仲間勧誘 開始
「ありがとう委員長。来てくれて」
「礼には及びませんよ。珍しいですね、朱里さんが相談事なんて」
翌日の放課後。
ウチは委員長を図書館に呼びつけた。
「それも皆さんに内緒なんて、何かあったんですか?」
「えぇ。委員長にしか頼めない大事な話があるの」
さて、今回の作戦で一番重要なのは学園外に委員長だけを連れ出す口実。
『なら財人さんや他の六華の人も誘いましょう』ってなったらアウト。
もちろん、委員長に怪しまれる様な事もアウトよ。
そんな口実、どこにあるのって感じよね。
だからウチは記憶をたどったわ。
ウチが洗脳されている時、六華の皆とどんな話をしていたか。
そして、思い出した。
『まったく……あんたらこの調子で進学とかどうするつもりよ』
『あらぁ?でもこの前の中間テストは私達の方が上だったでしょう?』
『な?!そ、それは』
『ゆるり達はざいとっちに勉強教えて貰ってたもんねぇ。しゅりちは照れ屋さんだから来なかったけど』
『うっさいうっさい!!』
そう、ウチにはとっておきの口実がある。
委員長に頼み込んでも違和感がない口実が。
『あぁ。何だ、朱里も期末は俺と一緒に勉強しような』
『良いわよ別に!!アンタの力なんかに頼らなくたって、ウチの力だけであのボンクラ二人の成績抜いてやるわよ!!』
その上、六華や財人を誘わない事に説得力を持たせられる口実が!!
「委員長……この前の中間テストの事覚えてる?」
「中間テストですか?朱里さんは別に悪い成績では無かったと思いますが」
「……てんのよ」
「はい?」
「あの時の成績が!!ゆるりとモモに負けてんのよ!!」
何が良いって、この理由なら感情を載せられる事よね。
モモはともかく!!
あのゆるりに成績で負けるなんて、洗脳されてようがされてまいが業腹よ。
「考えられる?あいつ等、ウチも恥ずかしがらずに財人に勉強教えてもらえばよかったのにってマウントとってきたのよ」
「ちょ、落ち着いてください。

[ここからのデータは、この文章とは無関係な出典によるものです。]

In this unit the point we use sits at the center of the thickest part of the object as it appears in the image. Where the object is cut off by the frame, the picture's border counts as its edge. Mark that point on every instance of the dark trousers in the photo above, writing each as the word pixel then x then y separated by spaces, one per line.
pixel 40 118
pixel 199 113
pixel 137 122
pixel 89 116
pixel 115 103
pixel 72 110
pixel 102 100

ここは図書館ですから」
「あ、ごめん」
下手に演技をする必要はない。
この話に関しては、ほぼ本心を話すだけで良い。
「ウチだって、今度こそ財人に教えてもらおうって考えた。けど、勢い余って『アンタに教えて貰わなくたっていいわよ』って言っちゃったから」
「引っ込み、つかなくなったんですね」
財人に関する話だけは嘘ね。
あいつには絶対勉強を教わらないわ。
「分かりました。朱里さんにはいつもお世話になってますし、協力します」
「本当?」
「えぇ。朱里さんがゆるりさんや実さんの面倒をみてくれるから、私は本当に助かってるんですよ」
よし。
ここまでは計画通り。
後は委員長を誘うだけ。
「実はさ、こっそりと勉強しておきたいの。学校の外でもいい?」
「構いませんよ……もし、朱里さんがよろしければ」
「何?」
「近くの駅にあるカラオケ。あそこで勉強しませんか?」
「カラオケ?別にいいけど?」
何故?
普通こういうのってカフェとかなんじゃ?
「実は……私、感情が高ぶってしまうと大声を出してしまうときがあって」
そう言えばー
『烈火がぁ。烈火がちゃんとあの子の面倒を見なかったからいけないんです』
前にそれと似た症状を見たわねぇ。
あれ、洗脳でおかしくなってるんじゃなくて素の性格なんだ。
結構意外かも。
「あぁ……あるわね」
「ちょっと勉強で分からない所があるとイライラする時があって……ついつい」
あぁ。
そう言う癖があるからカラオケだと気が楽なのね。
「にしても意外ね。学園ではそんな素振り見せないのに」
「私、意外と見栄っ張りなので」
まぁなんにせよ、カラオケなら都合が良いわ。
ある程度防音だから、洗脳の話もしやすいし。